Phase Dependencies and Barriers
TaskGraph ensures proper ordering through sequential phase execution and explicit barriers:
Sequential Phase Execution
- Phases execute in the order they are added
- Next phase waits for previous phase completion
- No explicit dependency declaration needed
Frame Barriers
GPU operations often require frame boundaries for synchronization:
// After setup phase, ensure GPU resources are ready
ContextExecutor::emptyFrame(graph, "setup-barrier", gpu_executor);
// After rendering, ensure commands are submitted
ContextExecutor::emptyFrame(graph, "render-barrier", gpu_executor);
Data Dependencies
Phases communicate through VarMap and lambda captures.

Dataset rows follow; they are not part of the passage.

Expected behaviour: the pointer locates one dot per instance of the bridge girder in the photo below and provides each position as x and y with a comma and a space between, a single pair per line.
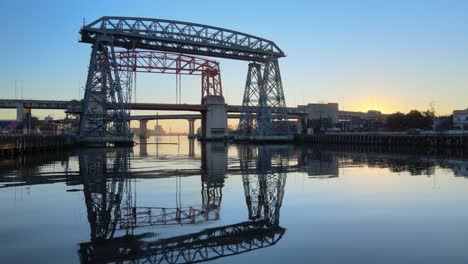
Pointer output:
181, 37
173, 63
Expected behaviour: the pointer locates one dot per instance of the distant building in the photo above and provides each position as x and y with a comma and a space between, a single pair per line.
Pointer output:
48, 118
460, 119
321, 111
159, 130
320, 118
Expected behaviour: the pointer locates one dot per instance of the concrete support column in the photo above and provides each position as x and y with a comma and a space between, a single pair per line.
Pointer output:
300, 125
191, 134
143, 128
214, 120
27, 126
19, 112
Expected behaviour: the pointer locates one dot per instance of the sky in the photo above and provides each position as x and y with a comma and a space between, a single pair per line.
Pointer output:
393, 55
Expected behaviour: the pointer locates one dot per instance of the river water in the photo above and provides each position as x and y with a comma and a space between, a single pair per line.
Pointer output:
180, 202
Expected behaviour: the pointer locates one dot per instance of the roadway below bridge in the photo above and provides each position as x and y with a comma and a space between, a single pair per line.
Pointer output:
74, 106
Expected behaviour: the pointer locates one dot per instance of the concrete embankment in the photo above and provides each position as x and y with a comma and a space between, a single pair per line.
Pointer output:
386, 140
18, 144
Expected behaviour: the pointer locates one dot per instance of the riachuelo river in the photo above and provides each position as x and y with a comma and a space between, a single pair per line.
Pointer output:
190, 202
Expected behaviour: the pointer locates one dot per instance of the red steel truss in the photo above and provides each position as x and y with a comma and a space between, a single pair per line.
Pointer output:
173, 63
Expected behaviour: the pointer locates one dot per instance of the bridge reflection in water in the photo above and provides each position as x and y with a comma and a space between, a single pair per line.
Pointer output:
114, 218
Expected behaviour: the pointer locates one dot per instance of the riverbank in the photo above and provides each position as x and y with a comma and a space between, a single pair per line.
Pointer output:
11, 145
446, 141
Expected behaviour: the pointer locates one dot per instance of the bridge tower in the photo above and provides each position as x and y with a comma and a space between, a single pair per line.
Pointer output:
104, 118
264, 112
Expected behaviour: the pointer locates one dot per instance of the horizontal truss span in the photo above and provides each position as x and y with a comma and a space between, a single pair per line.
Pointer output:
164, 62
181, 37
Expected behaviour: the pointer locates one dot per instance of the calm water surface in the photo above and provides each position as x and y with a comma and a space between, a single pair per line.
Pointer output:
188, 202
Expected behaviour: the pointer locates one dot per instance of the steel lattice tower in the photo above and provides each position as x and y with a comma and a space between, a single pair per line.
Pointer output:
103, 114
264, 110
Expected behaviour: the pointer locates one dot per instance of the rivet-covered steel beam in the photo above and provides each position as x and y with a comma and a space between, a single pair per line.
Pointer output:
181, 37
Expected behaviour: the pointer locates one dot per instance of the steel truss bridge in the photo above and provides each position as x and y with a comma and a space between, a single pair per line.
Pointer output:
109, 81
111, 211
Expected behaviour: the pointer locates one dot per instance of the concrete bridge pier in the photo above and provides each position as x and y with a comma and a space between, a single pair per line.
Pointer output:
191, 134
143, 128
301, 122
24, 114
214, 120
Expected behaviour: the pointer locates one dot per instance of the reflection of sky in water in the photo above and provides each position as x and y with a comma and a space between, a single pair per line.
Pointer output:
338, 207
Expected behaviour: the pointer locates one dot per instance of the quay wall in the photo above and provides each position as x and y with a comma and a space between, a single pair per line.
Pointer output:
446, 141
11, 145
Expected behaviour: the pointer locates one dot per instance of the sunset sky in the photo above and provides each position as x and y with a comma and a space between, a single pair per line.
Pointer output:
393, 55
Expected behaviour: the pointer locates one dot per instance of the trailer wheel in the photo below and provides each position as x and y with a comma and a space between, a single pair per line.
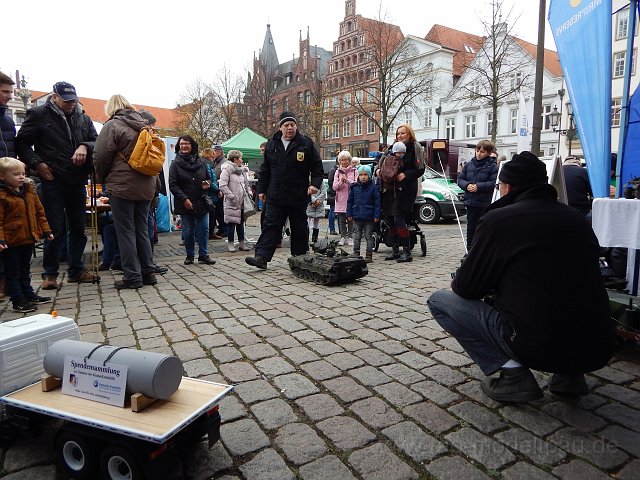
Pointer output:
77, 455
117, 463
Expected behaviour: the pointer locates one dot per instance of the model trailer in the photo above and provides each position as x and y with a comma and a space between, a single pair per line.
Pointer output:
128, 442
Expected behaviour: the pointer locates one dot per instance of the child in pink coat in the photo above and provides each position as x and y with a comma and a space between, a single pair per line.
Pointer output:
345, 176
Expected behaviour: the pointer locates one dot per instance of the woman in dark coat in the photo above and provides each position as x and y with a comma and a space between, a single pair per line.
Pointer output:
398, 200
189, 181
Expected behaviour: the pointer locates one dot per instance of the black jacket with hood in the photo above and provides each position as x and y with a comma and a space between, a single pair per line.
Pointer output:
186, 174
49, 136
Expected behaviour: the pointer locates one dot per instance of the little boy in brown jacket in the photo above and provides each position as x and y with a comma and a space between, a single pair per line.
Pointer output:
22, 223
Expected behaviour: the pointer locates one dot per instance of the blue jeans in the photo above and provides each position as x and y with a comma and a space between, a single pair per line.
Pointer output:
235, 227
332, 220
476, 326
65, 207
196, 228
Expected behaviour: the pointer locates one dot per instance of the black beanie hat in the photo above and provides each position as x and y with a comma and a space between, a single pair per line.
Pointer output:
524, 168
287, 117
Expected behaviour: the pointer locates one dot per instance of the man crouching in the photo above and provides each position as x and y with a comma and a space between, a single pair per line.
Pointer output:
536, 261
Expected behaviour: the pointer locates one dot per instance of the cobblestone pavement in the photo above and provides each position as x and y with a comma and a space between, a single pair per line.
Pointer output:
354, 381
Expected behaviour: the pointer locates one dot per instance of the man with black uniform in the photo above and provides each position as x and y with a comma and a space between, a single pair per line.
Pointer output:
291, 171
56, 140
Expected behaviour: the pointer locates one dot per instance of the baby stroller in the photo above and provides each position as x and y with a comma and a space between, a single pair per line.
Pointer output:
381, 235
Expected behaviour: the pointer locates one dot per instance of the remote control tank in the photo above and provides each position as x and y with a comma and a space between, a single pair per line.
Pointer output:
328, 264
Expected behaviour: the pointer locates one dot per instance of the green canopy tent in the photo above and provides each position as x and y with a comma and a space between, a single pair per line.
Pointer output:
248, 142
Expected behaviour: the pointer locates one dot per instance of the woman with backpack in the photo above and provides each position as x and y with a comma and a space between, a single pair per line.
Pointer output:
131, 192
399, 192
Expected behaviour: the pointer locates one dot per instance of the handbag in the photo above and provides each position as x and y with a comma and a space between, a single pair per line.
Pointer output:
208, 203
248, 206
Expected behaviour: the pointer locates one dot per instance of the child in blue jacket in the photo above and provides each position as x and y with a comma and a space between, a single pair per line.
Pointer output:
364, 209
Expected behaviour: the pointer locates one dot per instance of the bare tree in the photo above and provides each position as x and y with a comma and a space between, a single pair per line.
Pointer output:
226, 91
395, 78
196, 113
498, 70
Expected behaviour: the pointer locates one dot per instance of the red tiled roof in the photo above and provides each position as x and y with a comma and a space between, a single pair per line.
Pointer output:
456, 40
166, 118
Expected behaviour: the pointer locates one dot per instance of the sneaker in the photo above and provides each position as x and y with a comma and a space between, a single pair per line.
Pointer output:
37, 299
122, 284
514, 385
158, 270
257, 261
50, 282
568, 385
206, 259
24, 306
83, 277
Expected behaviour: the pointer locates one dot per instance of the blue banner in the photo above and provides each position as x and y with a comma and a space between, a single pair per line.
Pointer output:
582, 32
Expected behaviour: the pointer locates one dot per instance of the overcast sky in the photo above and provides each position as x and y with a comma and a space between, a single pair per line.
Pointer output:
151, 51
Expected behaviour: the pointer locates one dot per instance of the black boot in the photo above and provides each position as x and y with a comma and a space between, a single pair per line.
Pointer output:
395, 253
514, 385
405, 256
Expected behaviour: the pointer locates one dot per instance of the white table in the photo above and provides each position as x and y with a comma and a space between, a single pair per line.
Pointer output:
616, 223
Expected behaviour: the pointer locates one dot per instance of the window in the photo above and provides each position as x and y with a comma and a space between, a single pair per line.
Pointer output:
546, 117
357, 124
619, 59
428, 117
616, 105
490, 123
469, 126
450, 127
408, 117
622, 24
371, 123
513, 120
346, 127
515, 80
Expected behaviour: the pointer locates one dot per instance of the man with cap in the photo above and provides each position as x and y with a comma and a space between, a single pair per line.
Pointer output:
534, 261
56, 140
290, 172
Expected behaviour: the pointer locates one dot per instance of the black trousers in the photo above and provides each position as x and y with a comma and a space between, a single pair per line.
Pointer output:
274, 219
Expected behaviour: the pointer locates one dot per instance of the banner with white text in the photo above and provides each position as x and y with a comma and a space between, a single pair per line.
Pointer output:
582, 32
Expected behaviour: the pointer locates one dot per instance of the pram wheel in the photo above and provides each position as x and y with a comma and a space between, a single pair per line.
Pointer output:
423, 244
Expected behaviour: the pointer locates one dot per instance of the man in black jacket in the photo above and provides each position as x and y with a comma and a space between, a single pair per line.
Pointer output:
536, 260
290, 172
56, 140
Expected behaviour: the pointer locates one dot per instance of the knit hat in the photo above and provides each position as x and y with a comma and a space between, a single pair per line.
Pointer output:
287, 117
399, 147
364, 169
524, 168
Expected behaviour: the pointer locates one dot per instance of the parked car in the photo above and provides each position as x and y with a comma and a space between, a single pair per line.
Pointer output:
441, 198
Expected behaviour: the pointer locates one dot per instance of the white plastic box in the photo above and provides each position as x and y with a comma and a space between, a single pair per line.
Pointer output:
23, 345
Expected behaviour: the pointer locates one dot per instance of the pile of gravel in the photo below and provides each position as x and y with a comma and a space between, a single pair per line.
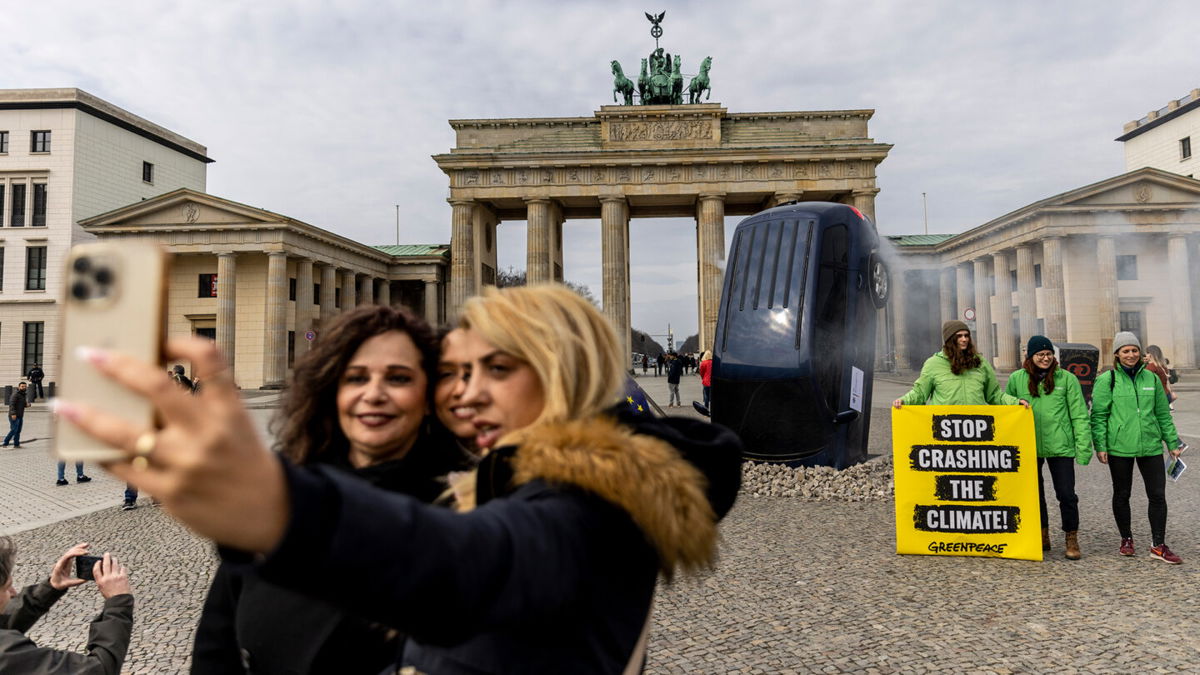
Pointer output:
861, 483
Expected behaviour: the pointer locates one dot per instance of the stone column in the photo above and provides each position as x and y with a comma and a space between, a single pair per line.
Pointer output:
1026, 292
275, 347
965, 290
1183, 351
947, 294
1006, 341
366, 290
462, 255
1109, 298
615, 267
304, 304
227, 305
431, 303
982, 335
328, 292
348, 296
864, 201
538, 266
1054, 298
711, 256
384, 294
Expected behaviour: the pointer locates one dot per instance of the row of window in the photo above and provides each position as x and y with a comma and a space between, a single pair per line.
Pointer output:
39, 142
35, 268
16, 196
33, 344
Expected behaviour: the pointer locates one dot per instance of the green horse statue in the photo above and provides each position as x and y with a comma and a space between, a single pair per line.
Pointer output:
700, 83
622, 84
677, 82
643, 84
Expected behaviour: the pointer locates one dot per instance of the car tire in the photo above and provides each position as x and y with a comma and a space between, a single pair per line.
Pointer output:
879, 281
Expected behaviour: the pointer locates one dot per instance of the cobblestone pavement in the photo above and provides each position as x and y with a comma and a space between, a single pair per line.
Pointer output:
801, 587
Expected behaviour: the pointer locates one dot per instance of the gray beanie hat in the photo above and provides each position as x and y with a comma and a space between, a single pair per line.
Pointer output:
1125, 339
951, 327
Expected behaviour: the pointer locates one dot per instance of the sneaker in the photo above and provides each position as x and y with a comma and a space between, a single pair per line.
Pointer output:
1127, 547
1164, 554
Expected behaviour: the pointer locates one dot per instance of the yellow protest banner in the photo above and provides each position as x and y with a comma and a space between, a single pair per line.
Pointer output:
966, 481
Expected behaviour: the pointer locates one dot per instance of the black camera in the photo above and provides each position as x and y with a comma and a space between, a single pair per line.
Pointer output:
84, 565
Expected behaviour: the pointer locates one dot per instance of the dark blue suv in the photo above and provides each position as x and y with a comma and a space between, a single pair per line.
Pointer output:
795, 346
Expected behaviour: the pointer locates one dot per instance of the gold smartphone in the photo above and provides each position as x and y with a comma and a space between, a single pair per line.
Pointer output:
115, 299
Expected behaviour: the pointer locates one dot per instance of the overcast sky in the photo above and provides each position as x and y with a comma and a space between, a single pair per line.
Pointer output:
329, 111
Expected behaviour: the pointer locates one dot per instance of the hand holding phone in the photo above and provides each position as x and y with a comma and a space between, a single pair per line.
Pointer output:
115, 298
85, 565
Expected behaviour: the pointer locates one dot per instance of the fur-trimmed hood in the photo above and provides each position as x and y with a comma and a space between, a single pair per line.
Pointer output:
646, 477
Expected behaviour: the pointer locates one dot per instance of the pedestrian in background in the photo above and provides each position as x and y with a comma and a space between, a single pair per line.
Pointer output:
35, 382
706, 377
1063, 432
1159, 365
675, 369
17, 405
957, 376
1131, 420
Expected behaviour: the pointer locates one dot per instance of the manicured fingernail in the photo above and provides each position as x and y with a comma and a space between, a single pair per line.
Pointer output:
66, 410
94, 356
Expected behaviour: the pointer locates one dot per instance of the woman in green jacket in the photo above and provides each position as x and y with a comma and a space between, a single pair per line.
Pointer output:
1060, 418
1131, 420
957, 376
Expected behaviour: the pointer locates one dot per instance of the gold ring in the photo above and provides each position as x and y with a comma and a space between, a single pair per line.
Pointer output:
145, 443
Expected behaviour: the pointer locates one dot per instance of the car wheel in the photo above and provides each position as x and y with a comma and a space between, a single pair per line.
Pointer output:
879, 281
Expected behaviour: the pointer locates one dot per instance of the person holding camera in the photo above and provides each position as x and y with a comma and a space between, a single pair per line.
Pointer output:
552, 561
108, 639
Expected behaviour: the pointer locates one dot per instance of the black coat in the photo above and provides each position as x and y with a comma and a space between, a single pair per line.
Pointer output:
252, 626
553, 572
108, 638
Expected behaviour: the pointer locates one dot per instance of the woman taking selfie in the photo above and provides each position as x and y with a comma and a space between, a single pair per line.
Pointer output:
1131, 422
358, 404
553, 568
957, 375
1061, 422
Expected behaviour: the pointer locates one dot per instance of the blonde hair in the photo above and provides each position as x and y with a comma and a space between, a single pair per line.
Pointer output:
568, 342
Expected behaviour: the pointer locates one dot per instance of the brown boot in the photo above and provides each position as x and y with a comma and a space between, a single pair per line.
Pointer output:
1073, 551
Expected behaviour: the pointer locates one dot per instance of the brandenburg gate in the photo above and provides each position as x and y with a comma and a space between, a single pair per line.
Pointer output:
631, 161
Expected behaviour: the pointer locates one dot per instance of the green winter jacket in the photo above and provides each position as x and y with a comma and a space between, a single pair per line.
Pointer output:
1060, 418
937, 386
1131, 418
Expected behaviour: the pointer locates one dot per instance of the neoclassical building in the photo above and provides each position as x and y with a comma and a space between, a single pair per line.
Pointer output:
695, 161
66, 155
1116, 255
261, 284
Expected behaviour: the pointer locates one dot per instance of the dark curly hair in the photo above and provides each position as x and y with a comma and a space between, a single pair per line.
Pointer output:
961, 360
306, 426
1048, 383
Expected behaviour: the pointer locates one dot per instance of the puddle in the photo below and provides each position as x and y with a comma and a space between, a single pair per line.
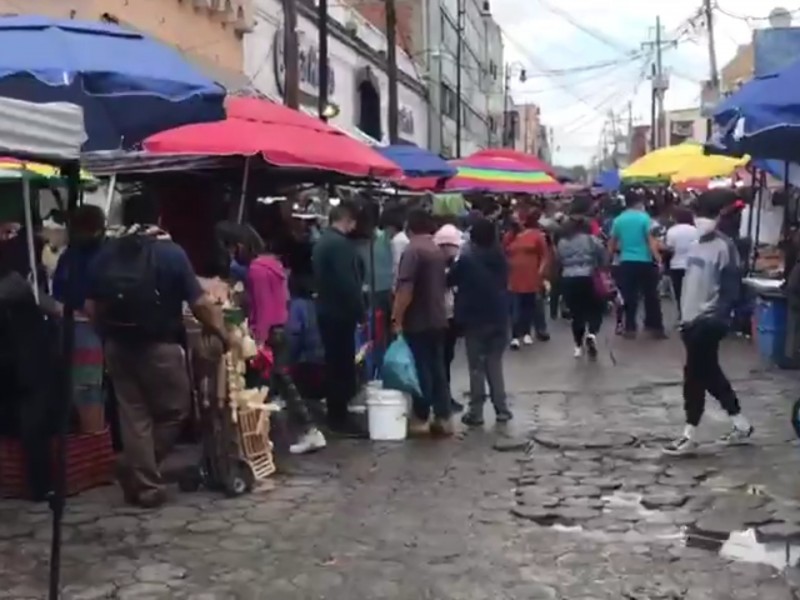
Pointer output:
743, 546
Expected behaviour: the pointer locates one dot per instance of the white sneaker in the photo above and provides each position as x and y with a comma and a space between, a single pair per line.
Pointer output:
309, 442
680, 447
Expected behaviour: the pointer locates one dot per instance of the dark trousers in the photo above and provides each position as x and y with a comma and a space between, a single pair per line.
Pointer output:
450, 339
338, 339
636, 280
485, 348
584, 305
676, 275
527, 313
702, 372
281, 382
428, 350
154, 398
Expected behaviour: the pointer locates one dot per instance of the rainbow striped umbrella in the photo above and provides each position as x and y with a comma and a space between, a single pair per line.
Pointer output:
500, 175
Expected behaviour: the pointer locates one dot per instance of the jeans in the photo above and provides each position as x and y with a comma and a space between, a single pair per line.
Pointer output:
338, 339
584, 305
702, 372
485, 348
676, 275
428, 350
637, 279
527, 312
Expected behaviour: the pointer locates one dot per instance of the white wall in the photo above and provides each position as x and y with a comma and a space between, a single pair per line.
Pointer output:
345, 64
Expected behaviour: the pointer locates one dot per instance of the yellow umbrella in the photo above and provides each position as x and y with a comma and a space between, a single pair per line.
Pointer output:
682, 162
11, 168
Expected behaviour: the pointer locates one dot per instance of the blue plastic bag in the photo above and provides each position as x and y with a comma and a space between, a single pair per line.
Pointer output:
399, 369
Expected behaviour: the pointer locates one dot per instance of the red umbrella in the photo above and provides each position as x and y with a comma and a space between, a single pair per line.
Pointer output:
535, 163
281, 136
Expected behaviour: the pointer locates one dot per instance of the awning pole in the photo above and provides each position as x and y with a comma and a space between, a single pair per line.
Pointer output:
26, 196
245, 180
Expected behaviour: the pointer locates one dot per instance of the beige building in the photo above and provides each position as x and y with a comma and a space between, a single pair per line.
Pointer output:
207, 32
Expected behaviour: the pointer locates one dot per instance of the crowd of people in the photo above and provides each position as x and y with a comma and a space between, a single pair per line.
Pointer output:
485, 277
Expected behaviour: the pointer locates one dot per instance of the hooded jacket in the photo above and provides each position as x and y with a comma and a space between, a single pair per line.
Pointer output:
480, 276
268, 295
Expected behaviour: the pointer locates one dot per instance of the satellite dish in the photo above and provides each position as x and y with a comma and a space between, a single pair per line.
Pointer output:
780, 17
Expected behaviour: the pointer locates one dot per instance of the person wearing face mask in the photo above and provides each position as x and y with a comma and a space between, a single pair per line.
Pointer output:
710, 290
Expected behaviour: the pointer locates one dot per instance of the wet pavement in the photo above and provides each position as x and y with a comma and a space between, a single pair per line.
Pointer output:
572, 502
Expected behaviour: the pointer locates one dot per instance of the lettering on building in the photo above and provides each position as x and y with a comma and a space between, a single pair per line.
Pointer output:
308, 64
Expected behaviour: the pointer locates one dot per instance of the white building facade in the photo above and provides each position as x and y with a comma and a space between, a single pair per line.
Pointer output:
358, 84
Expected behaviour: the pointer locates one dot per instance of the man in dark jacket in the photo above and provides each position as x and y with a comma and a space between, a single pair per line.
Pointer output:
339, 282
480, 276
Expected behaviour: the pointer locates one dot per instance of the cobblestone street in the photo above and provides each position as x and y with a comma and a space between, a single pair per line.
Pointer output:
573, 502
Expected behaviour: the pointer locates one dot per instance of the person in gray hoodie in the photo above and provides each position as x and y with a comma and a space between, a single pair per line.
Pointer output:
710, 290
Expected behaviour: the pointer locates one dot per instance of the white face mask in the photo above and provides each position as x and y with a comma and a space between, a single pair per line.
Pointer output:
705, 225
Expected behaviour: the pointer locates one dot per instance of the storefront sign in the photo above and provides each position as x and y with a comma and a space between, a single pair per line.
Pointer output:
308, 64
406, 120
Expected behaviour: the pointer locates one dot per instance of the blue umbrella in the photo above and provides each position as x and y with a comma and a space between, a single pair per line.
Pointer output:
417, 162
762, 118
129, 86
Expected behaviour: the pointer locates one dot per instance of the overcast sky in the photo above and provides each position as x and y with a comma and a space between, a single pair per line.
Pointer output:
540, 37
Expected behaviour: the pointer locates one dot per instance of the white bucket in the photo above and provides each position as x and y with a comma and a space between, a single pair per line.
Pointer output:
387, 414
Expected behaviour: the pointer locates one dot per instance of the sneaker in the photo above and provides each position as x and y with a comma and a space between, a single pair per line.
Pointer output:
503, 416
591, 345
471, 419
418, 427
737, 437
680, 447
309, 442
442, 427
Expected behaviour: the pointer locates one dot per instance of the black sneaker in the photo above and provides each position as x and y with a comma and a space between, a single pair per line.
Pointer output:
680, 447
472, 420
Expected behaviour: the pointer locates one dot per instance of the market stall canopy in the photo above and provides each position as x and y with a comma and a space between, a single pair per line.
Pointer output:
281, 136
762, 118
681, 162
417, 162
533, 162
499, 175
129, 86
53, 132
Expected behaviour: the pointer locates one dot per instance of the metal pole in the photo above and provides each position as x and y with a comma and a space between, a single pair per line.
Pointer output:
712, 59
322, 18
459, 36
291, 91
391, 69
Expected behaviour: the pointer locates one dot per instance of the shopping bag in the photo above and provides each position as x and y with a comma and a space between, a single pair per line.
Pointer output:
399, 369
604, 287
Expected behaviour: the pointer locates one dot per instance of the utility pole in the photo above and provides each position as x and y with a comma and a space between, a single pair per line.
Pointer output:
460, 37
391, 70
712, 59
322, 24
291, 85
506, 117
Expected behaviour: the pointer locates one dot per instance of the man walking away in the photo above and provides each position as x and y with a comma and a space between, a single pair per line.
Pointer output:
639, 265
710, 290
481, 309
420, 315
340, 307
137, 284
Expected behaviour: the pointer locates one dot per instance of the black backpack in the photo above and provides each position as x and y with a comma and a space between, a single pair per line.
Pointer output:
131, 307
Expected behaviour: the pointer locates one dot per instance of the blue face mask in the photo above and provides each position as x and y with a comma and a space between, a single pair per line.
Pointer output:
238, 271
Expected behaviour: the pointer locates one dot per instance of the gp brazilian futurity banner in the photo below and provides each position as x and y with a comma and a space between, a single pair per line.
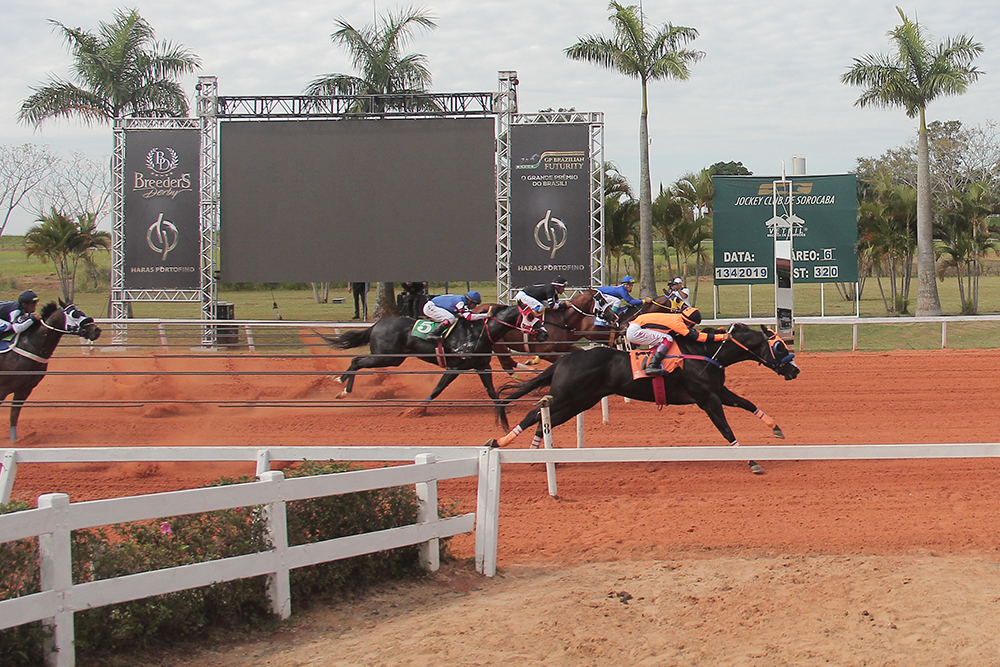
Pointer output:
823, 241
550, 203
162, 237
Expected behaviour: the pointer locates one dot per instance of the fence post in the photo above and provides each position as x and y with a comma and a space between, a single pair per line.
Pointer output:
488, 512
250, 344
8, 470
56, 574
427, 512
263, 462
550, 467
279, 588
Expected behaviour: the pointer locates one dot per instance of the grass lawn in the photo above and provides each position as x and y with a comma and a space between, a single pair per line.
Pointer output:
19, 272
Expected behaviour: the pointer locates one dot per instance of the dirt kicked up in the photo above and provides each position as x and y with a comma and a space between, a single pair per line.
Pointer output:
845, 563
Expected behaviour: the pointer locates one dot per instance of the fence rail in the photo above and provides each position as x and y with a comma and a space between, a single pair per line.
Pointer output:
55, 519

Data flows sequentially through phases, with each phase able to access results from previous phases through the shared VarMap or lambda captures.
Memory Management
TaskGraph uses modern C++ memory management patterns for safety and efficiency:
Ownership Model
- Graph: Owned by creator, passed as
shared_ptrto execute() - Phases: Owned by graph, stored as
shared_ptrvector - Tasks: Owned by phases, stored as
shared_ptrvector - Executors: Shared ownership via
shared_ptr
Lambda Capture Strategy
// Shared state across phases - use shared_ptr
auto rtgroups = std::make_shared<rtgroup_list_t>();
// Phase-local state - capture by value
int roughness_level = 5;
phase->task("example", [=](taskgraph_ptr_t g) {
// Safe access to shared and local state
(*rtgroups)[roughness_level]->use();
});
Thread Safety
- VarMap uses
LockedResourcefor thread-safe access - Atomic counters for task completion tracking
- No shared mutable state between concurrent tasks
Use Case: Environment Map Processing
The EnvMapProcessor demonstrates TaskGraph's capabilities for complex GPU workflows:
Key Patterns Demonstrated
- GPU Context Execution: All rendering phases use GPU executor
- Frame Barriers: Between setup and rendering for resource readiness
- Parallel Captures: Specular and diffuse captured concurrently
- Thread Transition: Final packaging on primary thread for XIR generation
- Shared State: Render targets shared across phases via lambda captures
Performance Characteristics
Execution Overhead
- Minimal: Direct function calls for serial execution
- OPQ overhead for parallel task dispatch
- No polling or busy-waiting
Synchronization Cost
- Phase barriers: Single condition variable wait
- Frame barriers: GPU command flush overhead
- Atomic counters for task completion
Memory Usage
- Graph structure: ~100 bytes per task
- VarMap: Depends on stored data
- Lambda captures: Configurable per use case
Scalability
- Phases: Sequential, O(N) execution time
- Tasks within phase: O(1) with sufficient threads
- No practical limit on graph complexity
Design Principles
Static Factory Pattern
Graph construction uses static methods to avoid shared_from_this complexity:
auto graph = TaskGraph::create();
auto phase = TaskGraph::phase(graph, "name", executor);
Synchronous Execution Model
execute() blocks until completion, providing deterministic behavior:
TaskGraph::execute(graph, on_complete);
// Graph is fully complete here
Composable Phases
Phases are self-contained units that can be reused:
void addRenderingPhases(taskgraph_ptr_t graph, material_ptr_t mtl) {
auto phase = TaskGraph::phase(graph, "render", gpu_executor);
// Add standard rendering tasks...
}
Explicit Context Management
Executors explicitly manage execution context:
- GPU work on GPU thread
- I/O on worker threads
- Coordination on primary thread
Future Enhancements
Potential Improvements
- DAG Support: Allow non-sequential phase dependencies
- Dynamic Graphs: Modify graph during execution
- Profiling: Built-in timing and performance metrics
- Cancellation: Abort graph execution mid-flight
- Nested Graphs: Compose graphs from sub-graphs
Compatibility Considerations
- Current API designed for forward compatibility
- Phase dependencies could extend current model
- Executor interface allows new strategies
Conclusion
The TaskGraph system provides a clean, efficient solution for coordinating complex asynchronous workflows in the Orkid engine. Its phase-based design, flexible executor model, and static factory pattern make it both powerful and easy to use, while maintaining thread safety and deterministic execution guarantees.